WASHINGTON (AFP) – The Federal Reserve is expected to maintain its slow march toward a normal monetary stance in its policy meeting Tuesday and Wednesday.
But a small, key adjustment to its messaging could confirm growing confidence in the economy.
After the surprisingly poor jobs market report for August, pressure has alleviated somewhat on the Federal Open Market Committee from so-called inflation hawks to move soon to raise interest rates.
And although US economic data Friday showed encouraging improvements in consumer spending and confidence, it likely is not enough to sway the FOMC off its plan to increase interest rates only as early as mid-2015.
“We expect the FOMC to have a moderately hawkish tone at its 16-17 September meeting,” said Thomas Costerg at Standard Chartered.
“The FOMC may update its exit principles, but there should be no surprises.”
The FOMC’s main policy action of the past year, the steady reduction of its once-$85 billion a month bond-buying stimulus programme, will continue with the aim of winding it up completely in October.
The next step after that would be to begin raising the benchmark fed funds interest rate, stuck at zero since the end of 2008, and now blamed for overheating asset markets around the globe.

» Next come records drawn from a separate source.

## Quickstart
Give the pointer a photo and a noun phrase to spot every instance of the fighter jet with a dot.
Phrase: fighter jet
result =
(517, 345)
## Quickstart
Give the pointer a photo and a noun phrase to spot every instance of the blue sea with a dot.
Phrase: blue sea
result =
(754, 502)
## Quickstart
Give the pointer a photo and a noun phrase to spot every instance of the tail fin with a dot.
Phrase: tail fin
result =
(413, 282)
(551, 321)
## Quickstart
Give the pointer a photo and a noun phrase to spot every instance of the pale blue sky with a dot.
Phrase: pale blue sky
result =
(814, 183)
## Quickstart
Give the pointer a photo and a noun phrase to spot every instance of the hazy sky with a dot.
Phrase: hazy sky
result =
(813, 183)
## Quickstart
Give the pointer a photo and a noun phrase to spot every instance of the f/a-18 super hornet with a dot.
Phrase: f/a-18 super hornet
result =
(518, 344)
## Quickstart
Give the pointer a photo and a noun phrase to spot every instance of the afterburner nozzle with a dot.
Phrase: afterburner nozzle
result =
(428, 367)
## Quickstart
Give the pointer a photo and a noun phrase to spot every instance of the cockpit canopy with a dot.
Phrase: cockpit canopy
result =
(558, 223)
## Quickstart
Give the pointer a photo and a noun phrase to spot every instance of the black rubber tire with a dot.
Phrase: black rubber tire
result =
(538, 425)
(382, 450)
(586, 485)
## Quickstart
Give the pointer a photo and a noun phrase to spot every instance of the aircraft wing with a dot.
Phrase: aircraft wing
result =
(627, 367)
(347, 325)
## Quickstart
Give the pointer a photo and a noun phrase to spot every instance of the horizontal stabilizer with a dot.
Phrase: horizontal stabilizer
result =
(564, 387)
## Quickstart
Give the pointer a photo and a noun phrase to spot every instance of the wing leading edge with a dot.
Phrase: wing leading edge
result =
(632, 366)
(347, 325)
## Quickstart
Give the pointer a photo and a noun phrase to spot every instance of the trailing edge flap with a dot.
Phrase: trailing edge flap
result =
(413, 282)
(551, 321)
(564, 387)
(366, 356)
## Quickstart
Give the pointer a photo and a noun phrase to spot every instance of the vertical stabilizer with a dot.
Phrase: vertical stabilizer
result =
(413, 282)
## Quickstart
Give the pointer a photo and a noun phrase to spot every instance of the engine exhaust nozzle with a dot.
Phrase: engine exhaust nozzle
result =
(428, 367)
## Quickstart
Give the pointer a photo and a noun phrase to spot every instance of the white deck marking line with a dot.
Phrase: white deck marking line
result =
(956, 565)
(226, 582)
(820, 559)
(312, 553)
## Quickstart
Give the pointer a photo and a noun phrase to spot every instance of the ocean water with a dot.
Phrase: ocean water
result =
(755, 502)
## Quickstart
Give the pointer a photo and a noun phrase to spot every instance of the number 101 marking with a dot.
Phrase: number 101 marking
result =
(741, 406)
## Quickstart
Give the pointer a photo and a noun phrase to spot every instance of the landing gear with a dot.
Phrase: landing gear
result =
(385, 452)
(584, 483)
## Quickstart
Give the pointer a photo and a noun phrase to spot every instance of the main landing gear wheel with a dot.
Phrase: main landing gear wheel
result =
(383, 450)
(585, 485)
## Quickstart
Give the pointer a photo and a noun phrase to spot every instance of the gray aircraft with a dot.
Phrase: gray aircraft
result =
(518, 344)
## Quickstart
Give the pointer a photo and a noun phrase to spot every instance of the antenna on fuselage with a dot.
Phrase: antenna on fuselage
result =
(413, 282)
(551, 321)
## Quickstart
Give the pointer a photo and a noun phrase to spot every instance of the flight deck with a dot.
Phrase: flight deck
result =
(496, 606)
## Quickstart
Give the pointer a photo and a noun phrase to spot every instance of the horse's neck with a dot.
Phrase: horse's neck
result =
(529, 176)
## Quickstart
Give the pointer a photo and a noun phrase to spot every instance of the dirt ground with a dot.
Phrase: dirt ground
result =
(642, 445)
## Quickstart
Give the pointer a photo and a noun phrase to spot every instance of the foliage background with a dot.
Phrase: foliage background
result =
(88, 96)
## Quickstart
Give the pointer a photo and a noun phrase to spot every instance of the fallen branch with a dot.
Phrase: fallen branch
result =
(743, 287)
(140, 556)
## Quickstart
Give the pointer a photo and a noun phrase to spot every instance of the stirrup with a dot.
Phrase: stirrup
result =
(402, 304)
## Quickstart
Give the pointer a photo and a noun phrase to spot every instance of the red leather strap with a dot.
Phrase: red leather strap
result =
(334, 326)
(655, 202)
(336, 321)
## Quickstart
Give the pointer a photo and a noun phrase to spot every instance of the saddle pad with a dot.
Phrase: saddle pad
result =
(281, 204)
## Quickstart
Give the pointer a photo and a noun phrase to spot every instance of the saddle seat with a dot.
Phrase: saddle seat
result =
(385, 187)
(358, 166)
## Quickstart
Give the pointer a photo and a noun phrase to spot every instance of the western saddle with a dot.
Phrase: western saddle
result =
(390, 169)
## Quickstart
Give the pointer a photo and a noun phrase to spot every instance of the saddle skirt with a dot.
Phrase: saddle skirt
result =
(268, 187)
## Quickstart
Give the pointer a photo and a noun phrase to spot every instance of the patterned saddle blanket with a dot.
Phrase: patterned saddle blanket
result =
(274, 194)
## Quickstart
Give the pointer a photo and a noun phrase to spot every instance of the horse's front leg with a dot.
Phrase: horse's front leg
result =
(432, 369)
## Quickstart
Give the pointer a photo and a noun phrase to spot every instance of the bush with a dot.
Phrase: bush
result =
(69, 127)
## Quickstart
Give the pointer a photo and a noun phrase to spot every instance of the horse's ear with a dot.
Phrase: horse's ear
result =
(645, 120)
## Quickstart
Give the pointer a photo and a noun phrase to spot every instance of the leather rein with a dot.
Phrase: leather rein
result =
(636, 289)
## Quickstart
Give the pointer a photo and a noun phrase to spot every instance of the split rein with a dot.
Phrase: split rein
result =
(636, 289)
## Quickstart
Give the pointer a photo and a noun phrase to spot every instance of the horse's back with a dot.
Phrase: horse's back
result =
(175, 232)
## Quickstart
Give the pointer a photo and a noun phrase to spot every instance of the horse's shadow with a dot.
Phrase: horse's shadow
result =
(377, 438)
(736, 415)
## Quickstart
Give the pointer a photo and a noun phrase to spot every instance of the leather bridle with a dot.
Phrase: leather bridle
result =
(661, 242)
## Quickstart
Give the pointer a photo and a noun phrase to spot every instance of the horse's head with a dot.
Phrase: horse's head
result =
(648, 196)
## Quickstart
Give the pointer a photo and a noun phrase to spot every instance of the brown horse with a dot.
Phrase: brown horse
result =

So far the Fed has stuck to its forecast – based on the averaged expectations of FOMC members – that interest rates won’t be lifted before the second half of 2015, and only slowly after then.
So far, too, inflation has remained repressed, providing the hawks with little to back their calls for an earlier rate hike.
But the labour market, and how that will shape inflation, remains a conundrum, and the FOMC is unlikely to change policy until they are more clear about it.
After seven straight months over 200,000, job generation plunged to 142,000 in August, raising questions over whether the economy is weaker than even doves like Fed chair Janet Yellen had thought.